This paper will first explore the ways in which online discourses for and against the normalization of polyamory are modeled based on the struggle for gay marriage legalization and its opposition. Later, it will discuss the specific ways in which the normalization of polyamorous relationships and practitioners in contemporary popular culture works both to subvert and to reproduce specific norms in relation to gender, race, and sexual orientation.
Contemporary popular discourses around polyamorous relationships tend, in many cases, to construct them as a new, liberatory form of relationality. This trend is encouraged by some activists within the polyamorous community, which use it to promote, or even “sell” this image of polyamory to mainstream audiences, aiming toward legitimization and popularization of these practices and identities. These efforts are in many cases modeled based on the struggle to legitimize same- sex marriage. This is evident in the use of comparable narratives and justifications, the tendency to present more ‘normative’ and less threatening portrayals of polyamory, and in the rhetoric describing polyamory as a form of sexual identity. Following the perceived success of the struggle for same- sex marriage, many activists see the legalization of multiple partner marriage as the obvious next step for equal marriage legislation. Encouraged by the struggle’s success, normative representations of polyamory have gained further popularity and dominance.
In recent years, other speakers within the polyamorous community have begun criticizing the rhetorical efforts toward a normalization of polyamory. The term ‘polynormativity’ was presented in the blog Sex Geek in order to discuss a critical perspective on the struggles for normalization, suggesting that many popular representations of polyamory tend to present more normative and respectable image, which reiterate monogamist and heterosexual assumptions. These representations, they claim, work to form a standardization of acceptable, or ‘positive’ polyamory relationships and identities. Thus, the word ‘polynormativity’ serves as a variation of the idea of ‘homonormativity’, similarly criticizing a discursive preference toward certain privileged positions, and leading to the exclusion of others.
This paper will track and analyze the rhetoric used online to legitimize polyamory to mainstream audiences, as well as the rhetoric used to oppose or resist these efforts. Showing the ways in which both sides borrow heavily from the discourse surrounding the legalization of gay marriage, I will identify how the choice to shape the struggle for legitimation of polyamory based the guidelines of the struggle for same- sex marriage have helped shape a specific image of polyamorous relationships and individuals. I will later analyze the normative image of polyamory, focusing specifically on its relation to gender, race, and sexual identity. This analysis will be based on recently published online articles from mainstream publications (such as the Huffington Post and the New York Times) that presented polyamory ideas to a wide, mostly heterosexual and monogamous audience, as well as online writings, which present and debate the idea of ‘polynormatvity’ (such as the Sex Geek blog and the following online discussions). Through an examination of the common themes, which come up in these texts, I will examine the ways in which normative representations of polyamorous relationships and identities are constructed, and their connections to gender, race, and sexual orientation.
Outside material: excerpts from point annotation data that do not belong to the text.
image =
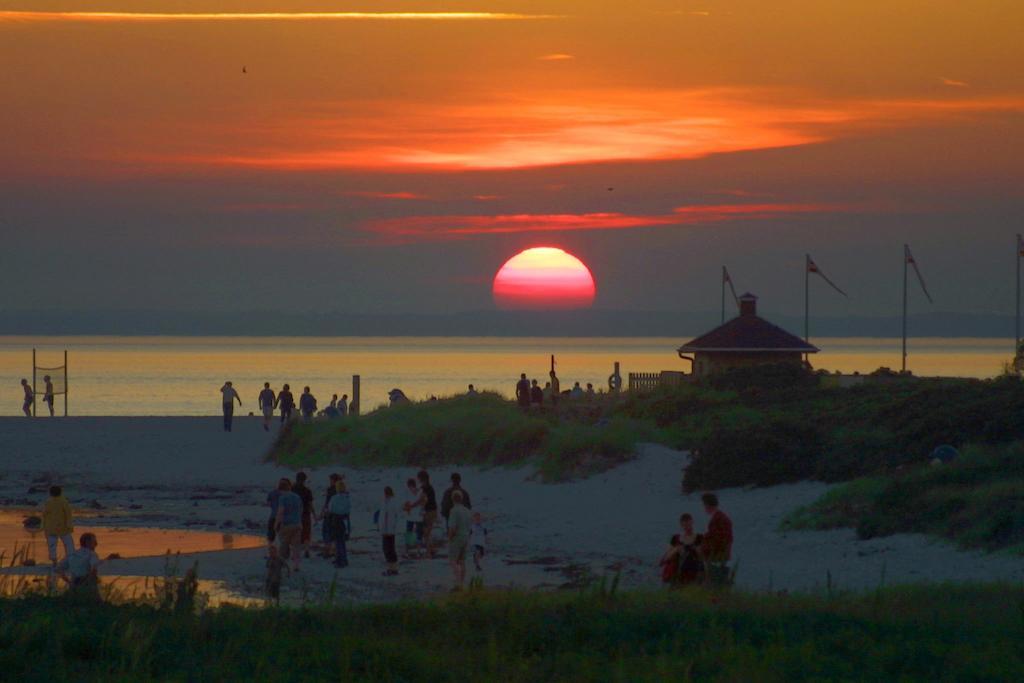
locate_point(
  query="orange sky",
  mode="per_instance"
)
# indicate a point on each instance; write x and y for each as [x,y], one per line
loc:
[359,122]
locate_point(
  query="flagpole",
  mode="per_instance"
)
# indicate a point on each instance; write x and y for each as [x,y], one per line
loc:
[1017,331]
[807,298]
[905,252]
[723,295]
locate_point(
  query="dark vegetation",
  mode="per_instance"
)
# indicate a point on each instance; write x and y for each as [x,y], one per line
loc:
[478,430]
[942,633]
[760,427]
[765,427]
[977,501]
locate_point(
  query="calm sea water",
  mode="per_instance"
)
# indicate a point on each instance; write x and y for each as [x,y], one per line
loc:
[183,375]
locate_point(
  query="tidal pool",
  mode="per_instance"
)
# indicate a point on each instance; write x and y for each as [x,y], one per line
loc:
[26,543]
Until recently, research in queer studies has focused primarily on sexual practices and identities rather than on relationship forms. When this field has discussed non-mainstream relationship formations, more attention has been given to relationships between LGBTQ individuals. This paper aims to draw attention to the political importance and consequences of polyamory norms, expectations, and practices that are not necessarily understood as ‘queer,’ or even as subversive, but are still very much political. I claim that even when enacted in an otherwise heteronormative frame, the ways in which polyamory representations are portrayed work to subvert, question, and disassemble mainstream discourses about sexual identities. In this sense, new forms of consensual non- monogamy work to undermine the old divisions between heterosexuality and lesbian, homosexual, and bisexual identities. At the same time, these representations also work in multiple ways to strengthen and reinforce race and gender inequalities. Far from being one- dimensional, niche, or a peripheral phenomenon, polyamory is gaining mainstream attention and complexities. For these reasons, polyamory, and other forms of consensual non- monogamous relationships and identities, form one of the new, exciting horizons for queer studies.